後継者の証しとして、一刀斎が10代で「鬼夜叉」と呼ばれてブイブイいわせていた時に、瓶ごと中に入っていた盗賊をたたっ斬ったので「瓶割」と名づけたという物騒な刀を譲られたそうな。
善鬼の姓が小野だったので供養のために神子上姓から小野姓になりました、という検証不能の伝説あるが、母方の姓を名乗ったというのが一応まともな話らしい。
伊東一刀斎はその後どっかに行ったまま行方不明、という適当な話があり、詳細は忘れたが誰かが神子上典膳が師匠の一刀斎と兄弟子の善鬼を闇討ちしたというダークな小説を書いていて、まあそんな話をつい書いてしまった人の気持ちは分からないでもない、と思う。
一刀流を名乗るのはこの代からである。
三代目は小野忠明の弟だか子供だか資料によって異同があるので分からないけどとにかく身内なのは分かっている伊藤忠也で、小野忠明が「キミは一刀斎師匠よりすごいので伊藤姓を継いじゃおう」ということになった。
本当にそんな話になったのかどうかは分からないが、忠也伝ではそういうことになっているのでそういうことにしておく。
あれ? 一刀斎は伊東じゃなかったっけ? と思うのだが、伊東一刀斎も資料によって「伊東」と「伊藤」の表記がわかれ、「トダ流」と同じで「とりあえず読みは『イトウ』さんっぽい」「『伊』は共通するので使ってたかもしんない」というあたりで手を打っておくのが吉。

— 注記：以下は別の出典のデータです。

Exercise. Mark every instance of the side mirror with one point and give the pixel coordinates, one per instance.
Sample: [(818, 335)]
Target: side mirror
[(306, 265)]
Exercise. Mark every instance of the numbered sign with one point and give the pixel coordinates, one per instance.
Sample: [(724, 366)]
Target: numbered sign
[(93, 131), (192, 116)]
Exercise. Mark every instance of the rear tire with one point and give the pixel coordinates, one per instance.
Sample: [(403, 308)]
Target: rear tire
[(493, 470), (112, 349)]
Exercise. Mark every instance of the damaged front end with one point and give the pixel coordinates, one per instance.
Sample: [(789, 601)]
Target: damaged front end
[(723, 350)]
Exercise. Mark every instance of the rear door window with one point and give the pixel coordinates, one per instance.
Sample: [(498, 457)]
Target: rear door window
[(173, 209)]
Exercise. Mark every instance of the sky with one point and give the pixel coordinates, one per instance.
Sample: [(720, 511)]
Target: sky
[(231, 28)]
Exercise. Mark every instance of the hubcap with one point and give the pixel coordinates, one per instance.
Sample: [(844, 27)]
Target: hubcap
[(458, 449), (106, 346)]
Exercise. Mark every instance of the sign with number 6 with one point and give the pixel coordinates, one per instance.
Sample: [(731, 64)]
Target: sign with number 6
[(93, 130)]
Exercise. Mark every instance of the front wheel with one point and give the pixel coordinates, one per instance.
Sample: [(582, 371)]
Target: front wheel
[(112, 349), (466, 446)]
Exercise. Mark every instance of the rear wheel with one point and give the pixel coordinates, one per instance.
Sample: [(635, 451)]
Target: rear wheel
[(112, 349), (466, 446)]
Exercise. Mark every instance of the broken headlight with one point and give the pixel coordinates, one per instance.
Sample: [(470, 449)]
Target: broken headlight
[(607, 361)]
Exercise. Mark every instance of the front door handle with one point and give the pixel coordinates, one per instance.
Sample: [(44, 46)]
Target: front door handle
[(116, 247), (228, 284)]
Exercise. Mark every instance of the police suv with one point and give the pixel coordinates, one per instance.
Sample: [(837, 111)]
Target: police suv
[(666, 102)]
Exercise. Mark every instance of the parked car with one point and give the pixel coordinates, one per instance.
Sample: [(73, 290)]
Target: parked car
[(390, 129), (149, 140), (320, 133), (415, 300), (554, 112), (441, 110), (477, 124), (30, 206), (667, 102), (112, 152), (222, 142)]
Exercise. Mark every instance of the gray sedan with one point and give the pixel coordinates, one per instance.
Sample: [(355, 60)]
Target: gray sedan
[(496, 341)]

有名な瓶割刀はこっちが継いでいるので、小野忠明の時の瓶割刀を継いだのが後継者の証し、という話の流れで行くならばこれが一刀流の正統後継者の流れということになるか。
忠也の後は弟子の中の一人が流派と伊藤姓を継いでる。
師匠と同じ姓はおそれおおい、という理由で「井藤」に改めて井藤忠雄。
この人の辺りで瓶割刀がよく分からないことになっていて、この井藤さんが小野家に戻したとか、紀州徳川に献上したとか、とにかく不明。
将軍家指南の小野家は忠明の息子の小野忠常が継ぐ。
ここんちも自分の所は一刀流だと思っているのでただの一刀流なのだが、小野家第四代・小野忠一に一刀流を学んだ中西子定が、
「俺の学んだのは将軍家指南の小野さんちの一刀流だから」
と、小野派一刀流と称する。
そんなわけで、小野さんちは相変わらず「一刀流」なのに、その弟子筋の中西さんが何故か「小野派一刀流」を名乗る妙なことに。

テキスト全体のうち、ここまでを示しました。